Michelle viveu um ciclo de violência doméstica, do qual fugiu quando estava grávida de Miguel. Não fez pré-natal novamente, pois não podia pagar o transporte para o posto de saúde. Uma enchente levou o pouco que tinha, e, grávida, com Valentina nos braços, ela foi parar no centro da cidade, dormindo nas ruas até encontrar abrigo temporário em uma casa de caridade.

Quando soube da ocupação de um prédio abandonado, viu ali uma chance de ter um lugar para sair das ruas. Hoje, vive com seus filhos em um cômodo de menos de dez metros quadrados. Contudo, sem comprovante de endereço, as crianças não podem frequentar a escola. Miguel precisa de atendimento especializado, mas sem documentação ou endereço, não há como acessá-lo. Michelle também não tem documentos, perdidos na enchente, e sobrevive com trabalhos ocasionais e a ajuda dos vizinhos.

O maior medo de Michelle é o despejo. O cômodo apertado e mal iluminado é sua única segurança, mesmo que frágil. Não consegue sequer fazer melhorias no espaço, com medo de perder tudo. Vive com a sensação de que, a qualquer momento, sua família pode ser expulsa.

Na despedida da minha visita, Valentina me perguntou se eu iria almoçar. A pergunta me deixou constrangida, especialmente ao perceber que, provavelmente, ela não teria uma refeição naquele dia. Suas palavras ficaram comigo, ecoando enquanto seguia minha jornada. No dia seguinte, ouvi no noticiário sobre o desabamento de um pavilhão em uma igreja, onde centenas de pessoas, como Valentina e Michelle, estavam em busca de doações de alimentos. Duas vidas se perderam ali.

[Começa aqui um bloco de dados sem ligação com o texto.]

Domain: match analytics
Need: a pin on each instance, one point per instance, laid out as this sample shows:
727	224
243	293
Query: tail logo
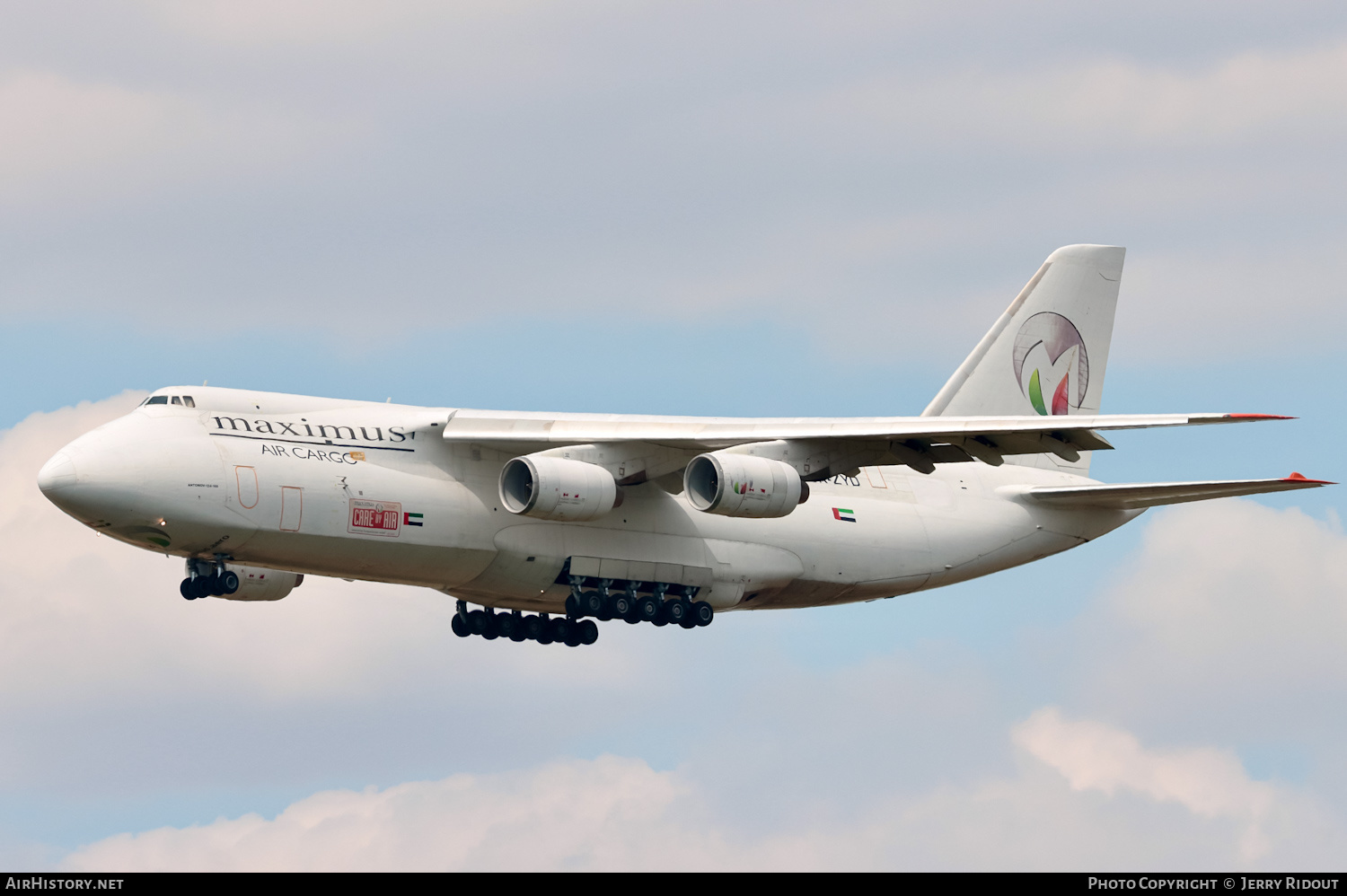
1048	347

A história de Michelle reflete a realidade de milhões de brasileiros. Sem moradia adequada, essas famílias vivem à margem, sem acesso aos direitos básicos. A falta de uma morada digna não é apenas uma questão de abrigo, mas de cidadania. Quando não há segurança na posse, quando não se tem um CEP, perde-se também o direito à educação, à saúde, à dignidade. Michelle não vive apenas sem um lar; ela vive sem a possibilidade de construir um futuro melhor para si e para seus filhos. Crianças como Valentina e Miguel são condenadas a perpetuar o ciclo de pobreza de seus pais, não por falta de capacidade, mas por falta de oportunidades. A moradia é a base sobre a qual se constrói a dignidade humana e o acesso a direitos fundamentais.

O impacto é profundo: sem um teto seguro, sem condições básicas de higiene e segurança, as pessoas vivem à mercê de despejos, marginalizadas, excluídas do direito de serem cidadãs plenas. O simples fato de não ter um CEP, um endereço, as torna invisíveis para o Estado e para a sociedade. A história de Michelle e seus filhos nos mostra que a ausência de uma moradia adequada não é apenas uma questão de abrigo, mas de cidadania, de existência.

Investir em moradia é transformar vidas. Um teto seguro pode significar não apenas um abrigo, mas a chance de romper o ciclo da pobreza, de garantir que crianças como Valentina e Miguel possam sonhar com um futuro melhor e ter as ferramentas para alcançá-lo.